Le jazz éthiopien et la musique traditionnelle mandingue fonctionnent sur les mêmes gammes pentatoniques
L’autre sortie, encore plus excitante, est le fait d’une formation parisienne, Arat Kilo, qui est partie à l’assaut de la scène éthio-jazz il y a déjà dix ans. Le groupe, qui jouait jusqu’ici essentiellement en mode instrumental, est parti sur d’autres sentiers en collaborant avec le slameur de Boston Mike Ladd et la chanteuse d’origine malienne Mamani Keïta.
« Je n’avais jamais écouté d’éthio-jazz avant, avoue cette dernière en riant. Mais le jazz éthiopien et la musique traditionnelle mandingue fonctionnent sur les mêmes gammes pentatoniques. Dès que nous avons commencé à travailler, ça a fonctionné. »

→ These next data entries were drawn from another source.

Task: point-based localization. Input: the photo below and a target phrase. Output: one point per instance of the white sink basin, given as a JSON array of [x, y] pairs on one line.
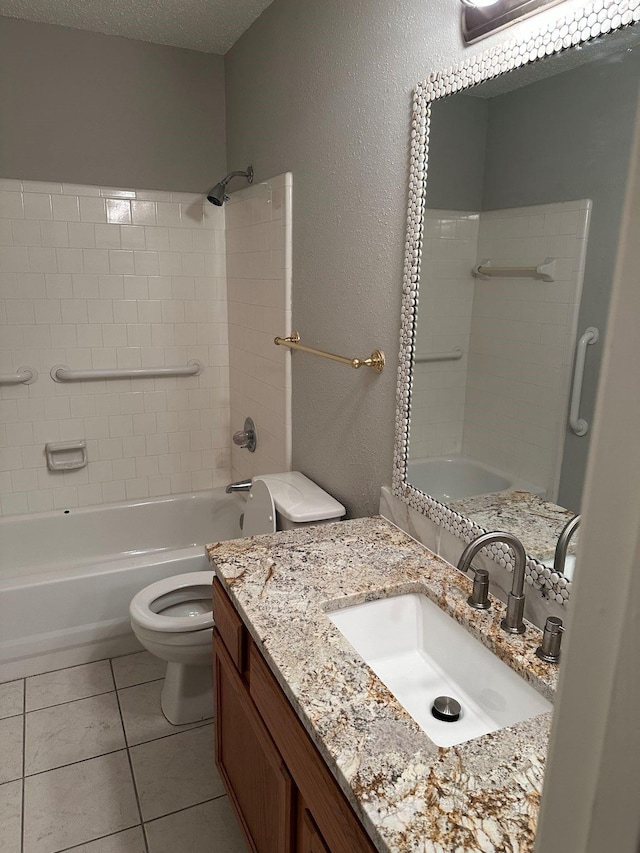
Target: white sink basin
[[420, 653]]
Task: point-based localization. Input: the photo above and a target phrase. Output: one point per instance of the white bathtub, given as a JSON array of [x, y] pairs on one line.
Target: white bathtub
[[67, 577], [459, 477]]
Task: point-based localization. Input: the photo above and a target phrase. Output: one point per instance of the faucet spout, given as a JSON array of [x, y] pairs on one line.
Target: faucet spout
[[513, 621], [563, 543]]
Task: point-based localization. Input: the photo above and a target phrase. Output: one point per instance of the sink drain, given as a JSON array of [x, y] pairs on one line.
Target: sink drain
[[446, 709]]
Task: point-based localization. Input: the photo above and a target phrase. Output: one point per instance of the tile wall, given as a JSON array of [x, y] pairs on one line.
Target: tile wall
[[93, 277], [444, 322], [523, 336], [258, 230]]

À écouter l’artiste évoquer en bambara sur le titre Dia Barani le temps où elle vendait des oranges à Bamako pour gagner sa vie, bientôt secondée par Mike Ladd et son prêche embrumé, le tout sur une rythmique furieusement afro et les cuivres enfiévrés du sextuor français, on finit déboussolé. Et tant mieux. Arat Kilo réussit avec ce troisième album à ouvrir de nouvelles voies, riches, groovy et puissantes, qui donnent la nostalgie du futur de l’éthio-jazz.